How a tortuous 70,000-mile durability marathon at Ford Australia’s then-new You Yangs proving ground help convince sceptical Australians that the new XP Falcon was the real deal.
Think of the red-letter Falcon models built by Ford Australia during the golden age of Aussie manufacturing and you’re likely to think of hulking V8 HOs and the Kardashian-hipped hardtops. But for our money, the series that made the Falcon soar was the XP of 1965.
Back in 1960, the XK Falcon had become the first locally built rival to the dominant Holden. But Ford’s £25m foray (around A$880 million today) into local manufacturing quickly went wobbly: the XK’s carryover US-spec suspension was soft and failure-prone on our rough-as-guts roads.
Significant fixes introduced on the short-lived XM of 1964 made little impression on a market newly enthralled with Holden’s all-conquering EH and at least curious about the new, Adelaide-built Chrysler Valiant AP5.
It was no secret that the subsequent XP of 1965 would make or break the Falcon’s – and Ford’s – future in Australia.
Having just finished construction of its You Yangs proving ground facility near Geelong, Ford Australia wasn’t about to waste the opportunity to make a statement.
The XP arrived with a bang: not the Hollywood flim-flam of the XK’s launch five years earlier, but a 70,000-mile, five-car durability marathon that began on 24 April, 1965 on You Yangs’ tortuous road course.
Ford approached race and rally driver Harry Firth to organise the event, in which ultimately around 60 racing and rally drivers piloted five stock-standard XP Falcons non-stop for almost nine days, to a total of 70,000 miles at an average speed of better than 70mph.
It was a staggering feat of durability that earned massive daily radio and television publicity. It was also overwhelmingly successful in having fleet and private buyers cautiously return to the brand.
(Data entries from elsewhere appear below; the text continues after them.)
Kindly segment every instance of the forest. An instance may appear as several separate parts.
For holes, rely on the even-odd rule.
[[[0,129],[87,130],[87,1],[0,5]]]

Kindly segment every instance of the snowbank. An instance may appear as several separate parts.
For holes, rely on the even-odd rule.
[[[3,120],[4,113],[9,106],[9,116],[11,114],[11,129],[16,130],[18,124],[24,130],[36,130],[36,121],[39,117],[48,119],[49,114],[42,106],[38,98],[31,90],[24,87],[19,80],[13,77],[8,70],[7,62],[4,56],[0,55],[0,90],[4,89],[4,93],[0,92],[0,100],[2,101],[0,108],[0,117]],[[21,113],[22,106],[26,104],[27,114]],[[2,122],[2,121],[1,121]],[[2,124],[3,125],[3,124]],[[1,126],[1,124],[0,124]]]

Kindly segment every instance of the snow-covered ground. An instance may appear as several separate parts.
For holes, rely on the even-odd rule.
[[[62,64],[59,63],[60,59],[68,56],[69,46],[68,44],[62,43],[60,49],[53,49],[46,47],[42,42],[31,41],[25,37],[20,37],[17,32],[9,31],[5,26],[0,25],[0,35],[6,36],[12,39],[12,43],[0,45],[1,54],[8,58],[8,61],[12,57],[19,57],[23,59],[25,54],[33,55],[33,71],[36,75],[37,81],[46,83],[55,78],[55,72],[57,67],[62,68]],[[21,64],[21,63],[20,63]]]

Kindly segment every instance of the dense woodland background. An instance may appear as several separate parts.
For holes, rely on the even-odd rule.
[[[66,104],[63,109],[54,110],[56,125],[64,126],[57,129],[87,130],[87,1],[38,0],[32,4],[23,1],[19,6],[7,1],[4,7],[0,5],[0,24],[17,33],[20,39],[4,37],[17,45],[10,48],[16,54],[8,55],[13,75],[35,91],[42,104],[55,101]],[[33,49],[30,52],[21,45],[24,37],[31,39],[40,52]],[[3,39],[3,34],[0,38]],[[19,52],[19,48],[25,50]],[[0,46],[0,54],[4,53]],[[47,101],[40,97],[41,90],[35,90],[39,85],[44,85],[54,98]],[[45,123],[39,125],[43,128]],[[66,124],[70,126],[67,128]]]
Behind a bullish facelift of the XM, which had also introduced bigger Pursuit 170 and Super Pursuit 200 six-cylinder engines, the XP’s suspension had copped a further durability re-think and was attached to a body now reinforced with pressed-steel “torque box” sections inspired by the US Galaxie.
The labour-intensive manufacturing of the day allowed no fewer than five body styles: XP came in sedan, wagon, coupe, ute and van, with spec choices comprising base, Deluxe, Futura and a new nameplate, Fairmont. The latter two spec levels came with bucket seats.
The stylish XP two-door hardtop – as with the previous XM hardtop – was built using imported turret sections from the US Mercury Comet model in the US. In the quest for strength, these hardtop bodies were built from steel one gauge thicker than that of the sedans.
The XP’s front coil and ball-joint suspension and rear live axle with semi-elliptic springs proved themselves tough enough, as did the heavily reworked drum brakes. Indeed, singled out for praise in the XP’s braking ability was the new-fangled “Hardie-bestos” lining material. D’oh!
The Fairmont stepped up to 14-inch wheels, to accommodate the first power-assisted front disc brakes as standard on an Australian-built car.
Falcon’s pushrod inline six-cylinder engine was available in 2.4-, 2.8- and 3.3-litre versions, the latter Super Pursuit 200 offering 90kW/237Nm, an improvement of about 10% on the Pursuit 170. The base ‘144’ engine came with three-on-the-tree manual only, while Super Pursuits could be optioned with a new, Aussie-made Borg Warner three-speed auto.
Contemporary road tests praised the XP for its ride control and comfort, though the steering killed the buzz somewhat, with five turns lock-to-lock. Despite that, Wheels magazine gave the XP its 1965 Car of the Year gong (and would do the same again in 1966 for the new-generation XR).
Along with seeing XPs speeding across their screens in the new TV hit show Homicide, buyers were finally convinced that the Falcon had the muscle for Australian conditions. Around 71,000 XPs would be sold in a 16-month production life, an estimated 10% of those being the hardtops.
Not everyone knows this, but the great heritage of V8 Falcons began with the XP. With Ford approval, Sydney speedway champion and speed shop proprietor Bill Warner developed 260ci and 289ci V8-equipped ‘Sprint’ hardtops from late-’65, using Aussie-made cars and imported Fairlane V8 engines.
For most of the next 50 years, you’d have thought that Ford Australia and the Falcon were unstoppable.